Так было поставлено шесть спектаклей, но самое интересное - это то, что отец Александр, как Небесный Покровитель, уже с неба смог этот приходской опыт распространить на всю страну. Совершенно чудесным образом два этих спектакля - “Рождественская Мистерия” и “Царь Иудейский” - были поставлены на телевидении и транслировались на всю Россию.
Случилось, как в евангельской притче о талантах: “В малом ты был верен, над многим тебя поставлю” (Мф. 25:21). И это сейчас очень заметно, что те духовные дети отца Александра, которым удалось сохранить ему верность, получают от него небесные дары. И, наоборот: те, которые от него ушли, засыхают, как смоковница.
Любопытно, что приход отца Александра был зачинателем еще одного движения. Здесь зародилось христианское бард-движение. Все началось с моей песни: “Мы идем во тьме ночной”, которую я написал на стихи 10-летней Маши Эрастовой. В то время так было плохо с современными христианскими гимнами, что эта песня была одно время гимном московской общины экуменов.

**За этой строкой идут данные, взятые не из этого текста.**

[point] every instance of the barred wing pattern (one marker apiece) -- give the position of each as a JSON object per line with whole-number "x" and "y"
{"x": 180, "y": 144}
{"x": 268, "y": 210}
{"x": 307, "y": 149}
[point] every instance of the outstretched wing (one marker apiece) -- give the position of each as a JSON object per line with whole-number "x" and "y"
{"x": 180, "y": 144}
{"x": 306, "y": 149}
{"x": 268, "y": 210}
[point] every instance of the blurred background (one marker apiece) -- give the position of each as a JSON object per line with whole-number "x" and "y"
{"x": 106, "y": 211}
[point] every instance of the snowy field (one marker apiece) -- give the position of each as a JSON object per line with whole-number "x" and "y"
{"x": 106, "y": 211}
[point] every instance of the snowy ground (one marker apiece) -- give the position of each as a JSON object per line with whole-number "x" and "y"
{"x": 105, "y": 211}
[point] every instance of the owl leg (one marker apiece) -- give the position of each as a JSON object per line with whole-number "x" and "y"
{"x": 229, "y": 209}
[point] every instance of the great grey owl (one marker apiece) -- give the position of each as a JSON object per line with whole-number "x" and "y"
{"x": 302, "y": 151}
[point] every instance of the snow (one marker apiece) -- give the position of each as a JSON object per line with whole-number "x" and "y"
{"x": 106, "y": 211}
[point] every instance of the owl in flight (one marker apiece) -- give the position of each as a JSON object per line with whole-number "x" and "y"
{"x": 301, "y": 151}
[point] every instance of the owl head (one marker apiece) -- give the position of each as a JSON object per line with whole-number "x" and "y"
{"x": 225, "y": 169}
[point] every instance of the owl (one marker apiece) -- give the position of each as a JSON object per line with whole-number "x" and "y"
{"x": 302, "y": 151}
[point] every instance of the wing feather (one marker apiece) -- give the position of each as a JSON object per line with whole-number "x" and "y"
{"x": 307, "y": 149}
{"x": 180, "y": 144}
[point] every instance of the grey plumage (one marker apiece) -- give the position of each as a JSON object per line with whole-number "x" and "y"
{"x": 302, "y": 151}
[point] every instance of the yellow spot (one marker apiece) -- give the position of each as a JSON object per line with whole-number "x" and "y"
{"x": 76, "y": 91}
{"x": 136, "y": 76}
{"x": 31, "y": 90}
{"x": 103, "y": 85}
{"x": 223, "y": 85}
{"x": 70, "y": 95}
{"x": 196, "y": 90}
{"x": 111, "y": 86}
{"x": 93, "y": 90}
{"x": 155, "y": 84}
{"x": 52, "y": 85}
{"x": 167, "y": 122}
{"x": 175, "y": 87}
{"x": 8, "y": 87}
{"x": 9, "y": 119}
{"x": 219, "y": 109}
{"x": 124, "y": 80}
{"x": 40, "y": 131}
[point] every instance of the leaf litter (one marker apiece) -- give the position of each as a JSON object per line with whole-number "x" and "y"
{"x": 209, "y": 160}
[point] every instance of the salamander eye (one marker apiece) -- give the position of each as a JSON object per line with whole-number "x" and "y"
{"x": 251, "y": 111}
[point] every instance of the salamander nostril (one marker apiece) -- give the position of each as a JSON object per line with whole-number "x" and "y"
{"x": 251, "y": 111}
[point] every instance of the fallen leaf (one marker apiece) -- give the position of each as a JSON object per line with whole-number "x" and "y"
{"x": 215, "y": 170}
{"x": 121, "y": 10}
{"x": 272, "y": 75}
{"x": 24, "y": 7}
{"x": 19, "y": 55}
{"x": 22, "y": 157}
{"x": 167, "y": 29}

После этой песни запел Володя Бусленко, который взял псевдоним Лев Матвеев. Запел и джазовый саксофонист Володя Ерохин, взявший себе псевдоним Мирянин. Песни Льва Матвеева очень широко распространились по стране. Недавно я встретился с пятидесятническим пастором из Ижевска, и он мне рассказал, что в их церкви поют песни Льва Матвеева. Сейчас готовится целый диск церковных бардов, куда, кроме песен архимандрита Романа, вошло много песен священников из глубинки. Самое удивительное, что даже матушки, жены священников, запели под гитару.
Хочется рассказать о двух проектах, в создании которых принимал участие продюсер Игорь Королев. Двойной виниловый диск “Антология христианского рока в России”, в котором приняли участие более 17 групп, и компакт-диск “Антология нетрадиционной духовной музыки в России”. Знаменательно, что в него вошли песни рок-идолов России: Гребенщикова, Башлачева, группы “Калинов мост”, которые перемежаются отрывками из выступлений отца Александра, посвященными Церкви и культуре.
Знаменательно также, что музыканты отдали свои песни безвозмездно в Фонд отца Александра Меня, чтобы на сбор от диска можно было издавать книги отца Александра.
Во многом рок-движение России пошло по рельсам христианской духовности. И очень трагично, что Церковь оттолкнула руку, протянутую молодыми музыкантами. Более того, в Троице-Сергиевой лавре издаются антироковые брошюрки, в которых перепеваются положения из статьи Жана Поля Рожемболя о сатанинской природе рок-музыки.
Трагичная история со скоморохами повторяется в ХХ веке. Опять Церковь гонит искусство, вместо того, чтобы с его помощью завоевывать сердца молодых людей для Христа.